A coups de crosse
Fin des années 1960, à Paris, la vie d'une bande de braqueurs.
Avec A coups de crosse, La Manufacture de Livres continue de privilégier une certaine authenticité de l'écriture sur le milieu criminel. Cela nous avait donné, il y a quelques semaines, la réédition du pittoresque Les Louchetracs, dont l'auteur était un ancien braqueur qui avait découvert, sur le tard , la littérature.
Il semble que cela soit également le cas de Jacques Eisenbarth, dont on nous dit qu'il fut délinquant et taulard avant d'écrire des livres. Il nous livre ici la chronique ordinaire – peut-être autobiographique –, d'un groupe d'amis dans le Paris de la fin des années 1960. Entre les exploits violents et solitaires de Fabien, le plus âgé de la bande, et la préparation d'un braquage plus important impliquant toute l'équipe, Eisenbarth décrit un Milieu exempt de toute dimension folklorique. Débarrassé des fantasmes habituels sur les voyous, un peu à la manière de ce qu'avait réalisé Schœndoerffer dans son film Truands (2006), A coups de crosse aurait pu prétendre à la précision et à la sécheresse d'un documentaire.

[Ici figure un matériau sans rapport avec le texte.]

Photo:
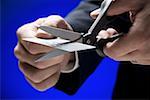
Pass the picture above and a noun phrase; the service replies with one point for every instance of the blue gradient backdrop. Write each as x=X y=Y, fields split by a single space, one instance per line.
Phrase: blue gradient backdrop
x=13 y=85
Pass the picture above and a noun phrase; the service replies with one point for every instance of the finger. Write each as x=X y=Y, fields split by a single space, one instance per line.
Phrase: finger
x=111 y=31
x=141 y=62
x=46 y=84
x=30 y=29
x=26 y=31
x=104 y=34
x=24 y=56
x=54 y=21
x=37 y=75
x=95 y=13
x=34 y=48
x=122 y=6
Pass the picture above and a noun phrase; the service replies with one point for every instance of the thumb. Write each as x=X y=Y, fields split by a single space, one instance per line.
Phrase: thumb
x=120 y=6
x=95 y=13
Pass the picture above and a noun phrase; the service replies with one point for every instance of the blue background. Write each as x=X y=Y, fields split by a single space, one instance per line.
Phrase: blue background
x=13 y=85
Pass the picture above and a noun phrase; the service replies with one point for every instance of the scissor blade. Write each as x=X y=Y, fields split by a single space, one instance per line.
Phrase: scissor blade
x=62 y=33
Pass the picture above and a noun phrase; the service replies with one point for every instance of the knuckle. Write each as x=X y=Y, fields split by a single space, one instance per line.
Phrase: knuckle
x=16 y=50
x=39 y=65
x=35 y=78
x=112 y=54
x=31 y=48
x=42 y=87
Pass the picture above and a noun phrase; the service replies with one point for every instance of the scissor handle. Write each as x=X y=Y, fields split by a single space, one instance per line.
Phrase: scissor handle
x=102 y=43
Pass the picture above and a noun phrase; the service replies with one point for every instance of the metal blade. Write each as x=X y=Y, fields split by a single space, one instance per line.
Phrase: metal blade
x=62 y=33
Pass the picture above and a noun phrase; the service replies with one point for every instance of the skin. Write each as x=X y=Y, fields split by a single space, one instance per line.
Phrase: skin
x=44 y=74
x=135 y=46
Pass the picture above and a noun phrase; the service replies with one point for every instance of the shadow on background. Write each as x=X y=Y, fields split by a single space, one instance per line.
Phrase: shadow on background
x=18 y=12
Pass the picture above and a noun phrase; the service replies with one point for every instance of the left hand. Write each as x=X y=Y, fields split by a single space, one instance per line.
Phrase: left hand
x=134 y=47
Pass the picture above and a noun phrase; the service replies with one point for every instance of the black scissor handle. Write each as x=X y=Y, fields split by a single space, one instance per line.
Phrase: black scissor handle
x=102 y=43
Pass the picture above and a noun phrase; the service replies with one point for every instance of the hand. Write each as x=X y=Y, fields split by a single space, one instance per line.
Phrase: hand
x=44 y=74
x=135 y=45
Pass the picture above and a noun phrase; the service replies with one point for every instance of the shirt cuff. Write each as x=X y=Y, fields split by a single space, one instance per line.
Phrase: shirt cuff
x=76 y=64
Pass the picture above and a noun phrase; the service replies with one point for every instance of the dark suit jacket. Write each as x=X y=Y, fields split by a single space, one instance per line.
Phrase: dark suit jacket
x=133 y=80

Si tel était le but poursuivi, il n'a guère été servi par la platitude d'écriture et les faiblesses stylistiques d'Eisenbarth. Que ses personnages soient d'une vacuité abyssale, indifférenciés et leur quotidien ennuyeux à en mourir, passe encore. Que leur univers soit réduit à l'étroit microcosme d'amitiés dans lequel ils évoluent et à des atermoiements amoureux confondants de naïveté commence à être plus gênant : tout ceci est à peu près aussi intéressant que la description de la vie d'un comptable... Ce à quoi fait penser le flic Jaboin, ridicule et improbable contrepoint à cet étalage de vie quotidienne, décourageante pour le lecteur.
Que les voyous aspirent à la normalité et au confort d'une existence bourgeoise – par d'autres moyens – et soient des plus conformistes, n'est pas vraiment surprenant. D'autres, cinéastes, romanciers l'ont mieux et déjà dit (même si quelques lecteurs pensent encore que seuls les criminels seraient capables d'écrire sur les criminels). A coups de crosse, long, soporifique et verbeux témoignage semble, dès lors, tout à fait dispensable. Je continue de préférer les hurlements d'Ed Bunker ou la subtilité de Chester Himes, eux aussi anciens délinquants passés par le système carcéral, sauvés par la littérature et véritables romanciers.